Of course this is just my opinion. But I do try to be fair from the point of view of loving traditional community public houses. If I wanted to pop in a pub much like the majority of the refurb vibe that the Dog and Gun now possesses, I’d likely walk round to Wetherspoons and save some money.
I admire some felt the place needed a refurb and care about the pub as much as any of us. But for me personally, something has gone. Modern city styling meets phoney tradition has crept in and spoilt the day.
|Little change outside thankfully.|
I’m no cantankerous old fart. I love travelling, and culture never mind the great outdoors. “If it ain’t broke, don’t fix it.” And that just about sums up my thoughts on what’s happened to the famous Dog and Gun.

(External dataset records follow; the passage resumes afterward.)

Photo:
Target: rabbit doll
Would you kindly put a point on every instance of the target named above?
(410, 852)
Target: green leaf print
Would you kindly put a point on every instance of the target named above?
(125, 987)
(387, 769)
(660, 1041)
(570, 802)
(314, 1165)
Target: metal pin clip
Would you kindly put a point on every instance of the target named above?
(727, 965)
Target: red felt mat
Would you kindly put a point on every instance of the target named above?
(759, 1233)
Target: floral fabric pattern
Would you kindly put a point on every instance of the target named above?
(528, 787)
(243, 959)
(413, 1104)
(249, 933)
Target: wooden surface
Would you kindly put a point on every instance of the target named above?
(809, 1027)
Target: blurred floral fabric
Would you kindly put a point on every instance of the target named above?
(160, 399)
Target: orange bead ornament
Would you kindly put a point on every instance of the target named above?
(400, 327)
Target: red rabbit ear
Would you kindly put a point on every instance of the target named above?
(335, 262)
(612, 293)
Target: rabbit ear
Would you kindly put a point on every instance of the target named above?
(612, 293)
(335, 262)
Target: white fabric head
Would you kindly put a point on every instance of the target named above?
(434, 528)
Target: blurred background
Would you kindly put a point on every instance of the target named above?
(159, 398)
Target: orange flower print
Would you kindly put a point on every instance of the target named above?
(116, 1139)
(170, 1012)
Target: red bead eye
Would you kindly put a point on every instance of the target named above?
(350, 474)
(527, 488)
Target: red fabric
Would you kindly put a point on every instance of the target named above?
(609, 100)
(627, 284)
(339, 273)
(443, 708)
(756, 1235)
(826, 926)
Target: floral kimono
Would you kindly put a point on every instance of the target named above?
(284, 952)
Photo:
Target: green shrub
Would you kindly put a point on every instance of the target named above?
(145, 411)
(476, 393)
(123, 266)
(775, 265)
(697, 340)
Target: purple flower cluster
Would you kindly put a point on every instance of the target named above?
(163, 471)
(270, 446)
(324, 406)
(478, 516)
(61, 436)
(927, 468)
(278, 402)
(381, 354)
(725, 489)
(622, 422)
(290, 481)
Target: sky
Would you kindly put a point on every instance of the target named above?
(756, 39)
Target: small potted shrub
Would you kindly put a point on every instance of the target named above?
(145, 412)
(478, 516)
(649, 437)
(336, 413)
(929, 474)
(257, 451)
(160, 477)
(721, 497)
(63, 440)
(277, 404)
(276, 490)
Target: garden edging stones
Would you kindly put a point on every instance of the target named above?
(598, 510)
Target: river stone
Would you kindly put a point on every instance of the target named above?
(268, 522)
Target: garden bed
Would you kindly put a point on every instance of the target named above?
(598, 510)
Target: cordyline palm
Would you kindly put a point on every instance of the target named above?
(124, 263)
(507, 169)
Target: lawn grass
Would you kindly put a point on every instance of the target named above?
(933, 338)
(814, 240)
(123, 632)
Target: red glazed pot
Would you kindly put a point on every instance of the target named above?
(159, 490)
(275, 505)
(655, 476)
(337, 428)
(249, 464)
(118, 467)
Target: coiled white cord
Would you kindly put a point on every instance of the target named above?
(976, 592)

A gentleman by the name of @Neiltribe on Twitter rather succinctly says “They’ve replaced a real Lakeland pub with a counterfeit version of itself!”.
Needless to say lovers of traditional Lakeland pubs can judge for themselves. Lovers of city/town modern day styling of ‘traditional’ pubs can judge for themselves too.
Alas I’ll frequent the place cause I love my beers and it has an above average range on offer even if it mostly consists of Keswick Brewery offerings. The legendary goulash is still on but I’ll likely stagger into another public house to quench my thirst for good ale in a more authentic setting now for the longer ‘game out on the town’. Somewhere like The George perhaps around the corner. Who knows. We’ll see where my nose leads me.
If you have any other recommendations, do please leave a comment below!
So ladies and gentleman, times are a changing – welcome to a new era.